KUR'AN VE PEYGAMBERİMİZİN SÜNNETİNE GÖRE ORUÇ
İslâmiyet'te başka oruç çeşitleri de bulunmakla birlikte belirli şartlar çerçevesinde her müslüman için zorunlu bir ibadet niteliğinde olanı hicretin 2. yılı Şâban ayında (Şubat 624) farz kılınan ramazan orucudur (İslâm öncesi Hicaz-Arap toplumunda görülen oruç uygulamalarının ve Müslümanlık'taki oruç ibadetinin başka dinlerle ve özellikle Yahudilik'le ilgisi hakkında ileri sürülen bazı iddialar için Ramazan orucunun farz ibadetlerden olduğu kitap, sünnet ve icmâ ile sabittir. Kur'ân-ı Kerîm'de orucun farz kılındığını bildiren âyetlerin meâli şöyledir:
SİZDEN ÖNCEKİLERE FARZ KILINDIĞI GİBİ…
"Ey iman edenler! Sizden öncekilere farz kılındığı gibi sakınasınız diye size de sayılı günlerde oruç farz kılındı. İçinizden hasta veya yolcu olan başka günlerde sayısınca tutar. Orucu tutmakta zorlananlara (zorlukla güç yetirebilenlere veya güç yetiremeyenlere) bir yoksulun -günlük- yiyeceği kadar fidye gerekir. Kim gönüllü bir iyilik yaparsa bu kendisi için bir iyiliktir. Eğer bilirseniz orucu tutmanız sizin için daha hayırlıdır. -O sayılı günler- doğruyu eğriden ayırma, gidilecek yolu bulma konusunda açıklamalar ve insanlara rehber olarak Kur'an'ın indirildiği ramazan ayıdır. Artık içinizden kim bu aya yetişirse onu oruçlu geçirsin. Kim de hasta veya yolcu olursa başka günlerde sayısınca tutar. Allah sizin için kolaylık istiyor, güçlük çekmenizi istemiyor. Sayıyı tamamlamanız, sizi doğru yola iletmesine karşılık Allah'ı tâzim etmeniz için ve umulur ki şükredersiniz diye -oruçla yükümlü tutup hükümlerini açıklıyor-" (el-Bakara 2/183-185).
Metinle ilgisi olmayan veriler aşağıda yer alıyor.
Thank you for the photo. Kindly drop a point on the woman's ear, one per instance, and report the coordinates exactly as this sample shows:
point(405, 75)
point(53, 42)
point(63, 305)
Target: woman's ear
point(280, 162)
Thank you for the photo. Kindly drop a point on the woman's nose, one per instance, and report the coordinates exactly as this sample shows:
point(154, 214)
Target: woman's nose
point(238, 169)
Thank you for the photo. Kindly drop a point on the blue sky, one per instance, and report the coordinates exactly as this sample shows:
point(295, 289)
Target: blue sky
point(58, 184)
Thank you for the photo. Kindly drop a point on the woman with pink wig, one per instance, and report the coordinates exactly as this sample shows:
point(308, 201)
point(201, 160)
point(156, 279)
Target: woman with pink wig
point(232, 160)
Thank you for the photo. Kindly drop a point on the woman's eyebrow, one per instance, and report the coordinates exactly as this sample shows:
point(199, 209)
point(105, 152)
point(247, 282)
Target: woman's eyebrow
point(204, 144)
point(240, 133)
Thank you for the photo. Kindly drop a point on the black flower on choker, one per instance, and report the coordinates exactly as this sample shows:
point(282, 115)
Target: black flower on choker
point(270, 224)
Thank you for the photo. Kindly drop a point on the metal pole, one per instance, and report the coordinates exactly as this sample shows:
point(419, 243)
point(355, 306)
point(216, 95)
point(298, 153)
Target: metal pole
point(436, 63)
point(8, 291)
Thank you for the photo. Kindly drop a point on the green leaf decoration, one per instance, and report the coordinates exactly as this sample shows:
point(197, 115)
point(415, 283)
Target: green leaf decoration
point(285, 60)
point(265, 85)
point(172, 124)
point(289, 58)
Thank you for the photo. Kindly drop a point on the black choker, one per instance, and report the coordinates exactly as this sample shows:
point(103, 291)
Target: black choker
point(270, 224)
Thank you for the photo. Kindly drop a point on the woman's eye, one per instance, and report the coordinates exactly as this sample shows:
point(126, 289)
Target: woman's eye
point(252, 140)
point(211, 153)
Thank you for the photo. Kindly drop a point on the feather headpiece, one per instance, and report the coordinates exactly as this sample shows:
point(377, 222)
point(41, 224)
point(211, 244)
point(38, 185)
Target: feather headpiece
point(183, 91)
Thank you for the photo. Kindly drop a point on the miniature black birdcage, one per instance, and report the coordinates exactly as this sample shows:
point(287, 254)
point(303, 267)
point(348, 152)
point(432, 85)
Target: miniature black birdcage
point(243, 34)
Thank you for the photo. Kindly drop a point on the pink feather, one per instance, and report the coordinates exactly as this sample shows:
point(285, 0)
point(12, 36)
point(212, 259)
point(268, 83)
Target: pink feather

VEDA HUTBESİNDE GEREKLİ GÖREV SAYILMIŞ ORUÇ
Ayrıca ramazan orucu Hz. Peygamber'in imanın ve İslâm'ın temellerini açıklayan meşhur hadislerinde, Vedâ hutbesinde cenneti hak etmek için gerekli temel görevler veya dört temel ibadet arasında sayılmış, başlangıçtan itibaren İslâm ümmeti bu ibadetin farz olduğu hususunda ittifak etmiştir.
KURAN'DA ORUCA GENİŞ YER VERİLDİ
Kur'ân-ı Kerîm'de önceki toplumlara da orucun farz kılındığına dikkat çekilmiş, orucun amaç ve hükümleri açıklanırken "ittikā" fiili kullanılmış, oruç yasaklarına uymanın Allah tarafından çizilen sınırlara riayet anlamına geldiği ifade edilmiştir (el-Bakara 2/183, 187).